How else to spend a rainy day than study the source code of my FORTH interpreter and BASIC compiler for the AVR microcontroller?
Most of you will not know this since Allen is the only other person I am aware of who will admit to programming an AVR in assembly language.
The AVR has what is known as a Harvard architecture. That is, it has separate code and data memory address spaces. It is a natural since the code is stored in flash memory while the data is in conventional RAM.
The memory maps of an AVR look like this:
0 : data address space
*------------------------------*
| Registers and I/O | free RAM |
*------------------------------*
|<-- 2K -->|
0 : code address space
*-------------------------------------------*
| Interrupt vectors | program code | unused |
*-------------------------------------------*
|<------------------ 32K ------------------>|
The problem is that the AVR 328p as used in an Arduino has only 2 KBytes of RAM.
FORTH, BASIC and Python all have a large amount of data which is not changed as the program runs.

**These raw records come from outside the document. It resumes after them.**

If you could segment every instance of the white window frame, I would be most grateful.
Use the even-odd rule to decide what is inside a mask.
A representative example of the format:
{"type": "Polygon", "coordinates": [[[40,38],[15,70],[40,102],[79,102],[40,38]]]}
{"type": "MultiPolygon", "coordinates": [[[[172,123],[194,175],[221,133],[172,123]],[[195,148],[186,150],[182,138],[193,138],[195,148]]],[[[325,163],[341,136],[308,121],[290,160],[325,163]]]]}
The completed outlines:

The obvious solution is to put it in among the 32 KBytes of flash memory. The problem is that there are two different flavors of pointers, data and code.
The GCC tool set used in the Arduino IDE addresses the problem with a somewhat hairy set of compiler directives. The gory details if you are bored and care to read about it:
http://www.nongnu.org/avr-libc/user-manual/pgmspace.html
FORTH, BASIC and Python have no provision for dealing with this problem.

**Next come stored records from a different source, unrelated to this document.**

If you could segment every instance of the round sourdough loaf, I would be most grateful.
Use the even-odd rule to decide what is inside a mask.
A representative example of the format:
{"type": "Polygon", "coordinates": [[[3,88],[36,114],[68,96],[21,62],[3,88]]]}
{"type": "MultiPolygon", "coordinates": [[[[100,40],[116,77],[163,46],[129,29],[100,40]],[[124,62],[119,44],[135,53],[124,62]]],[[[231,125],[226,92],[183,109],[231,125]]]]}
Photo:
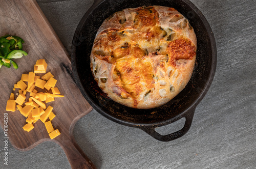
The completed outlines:
{"type": "Polygon", "coordinates": [[[167,103],[185,88],[196,49],[193,28],[175,9],[125,9],[99,29],[91,68],[98,85],[112,100],[151,108],[167,103]]]}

Since I have complete control over memory layout, I have come up with a way to give the illusion of a common pointer. My modified memory map looks like this:
0 : data address space
*------------------------------*
| Registers and I/O | free RAM |
*------------------------------*
|<-- 2K -->|
0 : code address space
*----------------------------------------------------------------------------*
| Interrupt vectors | program code | optional padding | static data | unused |
*----------------------------------------------------------------------------*
|<----------------------------------- 32K ---------------------------------->|
As long as the static data is at a higher address than the end of the RAM, no additional padding is necessary; this is the case except for very simple programs.
Code to access data must distinguish between RAM and flash memory by comparing an address with the end of RAM, somewhat like this:
000090 2F6E [1] 00107 PStr: mov R22,R30
000091 2B6F [1] 00108 or R22,R31
000092 F099=0000A6 [1/2] 00109 breq PStr2
000093 E161 [1] 00110 ldi R22,high(SRAM_START+SRAM_SIZE)
000094 30E0 [1] 00111 cpi R30,low(SRAM_START+SRAM_SIZE)
000095 07F6 [1] 00112 cpc R31,R22
000096 F480=0000A7 [1/2] 00113 brcc PStr3
000097 91C1 [2] 00114 ld R28,Z+
000098 91D1 [2] 00115 ld R29,Z+
000099 9181 [2] 00116 ld R24,Z+
00009A 8190 [1] 00117 ld R25,Z
00009B 2F68 [1] 00118 mov R22,R24
00009C 2B69 [1] 00119 or R22,R25
00009D F041=0000A6 [1/2] 00120 breq PStr2
00009E E161 [1] 00121 ldi R22,high(SRAM_START+SRAM_SIZE)
00009F 30C0 [1] 00122 cpi R28,low(SRAM_START+SRAM_SIZE)
0000A0 07D6 [1] 00123 cpc R29,R22
0000A1 F460=0000AE [1/2] 00124 brcc PStr4
0000A2 9169 [2] 00125 PStr1: ld R22,Y+
0000A3 DFE5=000089 [3] 00126 rcall Echo
0000A4 9701 [2] 00127 sbiw R24,1
0000A5 F7E1=0000A2 [1/2] 00128 brne PStr1
0000A6 9508 [2] 00129 PStr2: ret
0000A7 91C5 [3] 00130 PStr3: lpm R28,Z+
0000A8 91D5 [3] 00131 lpm R29,Z+
0000A9 9185 [3] 00132 lpm R24,Z+
0000AA 9194 [3] 00133 lpm R25,Z
0000AB 2F68 [1] 00134 mov R22,R24
0000AC 2B69 [1] 00135 or R22,R25
0000AD F3C1=0000A6 [1/2] 00136 breq PStr2
0000AE 01FE [1] 00137 PStr4: movw R30,R28
0000AF 9165 [3] 00138 PStr5: lpm R22,Z+
0000B0 DFD8=000089 [3] 00139 rcall Echo
0000B1 9701 [2] 00140 sbiw R24,1
0000B2 F7E1=0000AF [1/2] 00141 brne PStr5
0000B3 9508 [2] 00142 ret
ld loads from data space whereas lpm loads from program space.